Repository files navigation

LibreModel MCP Server

A Model Context Protocol (MCP) server that bridges Claude Desktop/Claude Code with your local LLM instance running via llama-server.

Features

  • Autonomous agent execution - local LLM executes tools directly, no Claude middleman
  • Massive Claude token savings - up to 95% reduction on analysis tasks
  • Built-in SSH execution - agent can run commands on remote servers
  • Full conversation support with local LLMs through Claude
  • GPG-encrypted credentials - secure SSH host configuration
  • Unlimited local tokens - designed for large context models (128K+)

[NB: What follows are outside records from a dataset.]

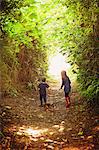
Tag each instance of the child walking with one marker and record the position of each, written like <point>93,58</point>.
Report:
<point>42,91</point>
<point>67,87</point>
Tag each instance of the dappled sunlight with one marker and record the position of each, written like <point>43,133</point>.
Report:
<point>29,131</point>
<point>57,63</point>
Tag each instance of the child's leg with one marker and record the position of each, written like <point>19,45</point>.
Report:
<point>41,99</point>
<point>67,98</point>
<point>45,99</point>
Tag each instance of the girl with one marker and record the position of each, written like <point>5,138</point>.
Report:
<point>67,87</point>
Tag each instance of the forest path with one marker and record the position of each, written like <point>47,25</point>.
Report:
<point>26,126</point>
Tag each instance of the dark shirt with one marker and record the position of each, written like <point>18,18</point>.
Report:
<point>67,85</point>
<point>42,88</point>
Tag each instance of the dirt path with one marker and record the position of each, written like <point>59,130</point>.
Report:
<point>26,126</point>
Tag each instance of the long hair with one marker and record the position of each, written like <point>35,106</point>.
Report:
<point>63,74</point>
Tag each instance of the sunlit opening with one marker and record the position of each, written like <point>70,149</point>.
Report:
<point>57,64</point>
<point>31,132</point>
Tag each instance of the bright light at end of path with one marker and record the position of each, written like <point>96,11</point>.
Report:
<point>31,132</point>
<point>57,64</point>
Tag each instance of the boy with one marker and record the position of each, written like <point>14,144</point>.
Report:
<point>42,91</point>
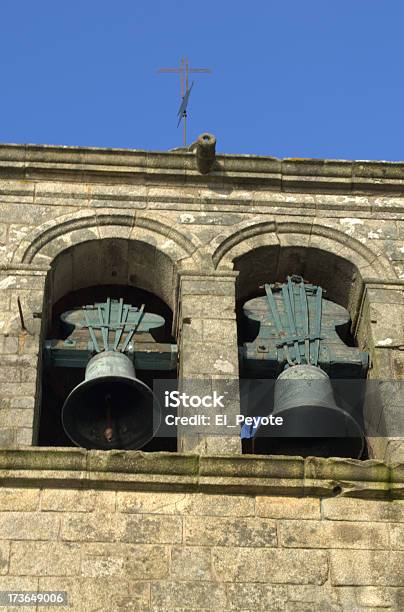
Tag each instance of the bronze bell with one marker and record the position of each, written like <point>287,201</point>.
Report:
<point>313,423</point>
<point>111,408</point>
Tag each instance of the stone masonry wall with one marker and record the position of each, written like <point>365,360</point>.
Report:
<point>196,229</point>
<point>128,550</point>
<point>167,532</point>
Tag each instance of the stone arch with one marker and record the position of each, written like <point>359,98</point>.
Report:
<point>46,241</point>
<point>144,242</point>
<point>262,250</point>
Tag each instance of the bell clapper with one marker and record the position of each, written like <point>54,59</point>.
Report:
<point>109,432</point>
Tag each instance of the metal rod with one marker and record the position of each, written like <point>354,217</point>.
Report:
<point>21,314</point>
<point>277,321</point>
<point>91,331</point>
<point>134,329</point>
<point>184,70</point>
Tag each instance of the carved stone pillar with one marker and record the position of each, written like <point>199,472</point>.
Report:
<point>208,352</point>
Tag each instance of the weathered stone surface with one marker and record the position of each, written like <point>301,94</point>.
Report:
<point>202,596</point>
<point>341,534</point>
<point>184,503</point>
<point>151,529</point>
<point>95,594</point>
<point>270,565</point>
<point>198,532</point>
<point>351,509</point>
<point>44,559</point>
<point>288,507</point>
<point>253,596</point>
<point>19,499</point>
<point>134,561</point>
<point>73,500</point>
<point>28,526</point>
<point>89,527</point>
<point>364,567</point>
<point>191,563</point>
<point>215,531</point>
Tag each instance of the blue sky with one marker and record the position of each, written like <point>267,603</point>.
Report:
<point>318,78</point>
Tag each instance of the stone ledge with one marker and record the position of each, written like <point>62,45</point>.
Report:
<point>250,474</point>
<point>131,165</point>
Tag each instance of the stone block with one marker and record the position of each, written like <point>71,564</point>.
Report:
<point>152,529</point>
<point>367,568</point>
<point>7,437</point>
<point>23,435</point>
<point>28,526</point>
<point>132,561</point>
<point>22,402</point>
<point>73,500</point>
<point>4,557</point>
<point>333,534</point>
<point>207,287</point>
<point>199,504</point>
<point>13,499</point>
<point>89,527</point>
<point>397,536</point>
<point>44,559</point>
<point>179,595</point>
<point>229,531</point>
<point>352,509</point>
<point>96,594</point>
<point>16,418</point>
<point>270,565</point>
<point>191,563</point>
<point>287,507</point>
<point>252,596</point>
<point>206,307</point>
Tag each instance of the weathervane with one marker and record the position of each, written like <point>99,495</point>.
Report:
<point>184,71</point>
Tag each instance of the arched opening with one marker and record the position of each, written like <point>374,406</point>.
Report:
<point>266,317</point>
<point>125,278</point>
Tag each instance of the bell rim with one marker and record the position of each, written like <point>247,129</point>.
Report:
<point>140,385</point>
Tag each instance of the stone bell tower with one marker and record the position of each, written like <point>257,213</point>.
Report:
<point>179,262</point>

Why This Matters: Claude Token Savings

When Claude analyzes large outputs (logs, disk usage, etc.), every character burns API tokens. This MCP server offloads that work to your free local LLM.

How the Token Math Works

Claude Direct (no agent) - security audit example:

  • Raw SSH output: ~44,000 chars ≈ 11,000 tokens
  • Conversation overhead: ~800 tokens
  • Total Claude tokens: ~11,800

Claude w/ Agent - same task:

  • Task request to agent: ~100 tokens
  • Agent's summary response: ~700 tokens
  • Total Claude tokens: ~800

Local LLM (inside agent, FREE):

  • Processes ~44,000 chars raw output: ~11,000 tokens
  • Analysis and formatting: ~1,000 tokens
  • Total local tokens: ~12,000

The tokens don't disappear - they move from Claude (paid) to your local LLM (free). The work gets done, you just don't pay for it.

Actual Test Results

Task Claude (Direct) Claude (w/ Agent) Local LLM (free) Savings
Debugging workflow (7 calls) ~56,000 ~4,100 ~35,000 93%
Security audit ~11,800 ~800 ~11,000 93%
Docker logs analysis ~10,500 ~500 ~10,000 95%
System health check ~5,500 ~1,500 ~4,000 73%
Log analysis (journalctl) ~4,000 ~800 ~3,200 80%
Code gen (w/ exploration) ~2,700 ~1,700 ~1,000 37%
Disk analysis ~1,500 ~500 ~1,000 65%
Code gen (small input) ~1,550 ~1,600 ~1,500 0%
Simple query (hostname) ~500 ~300 ~200 40%

When it doesn't help: Code generation with small inputs (0% savings) - the output dominates token count either way. The agent shines when raw data is large.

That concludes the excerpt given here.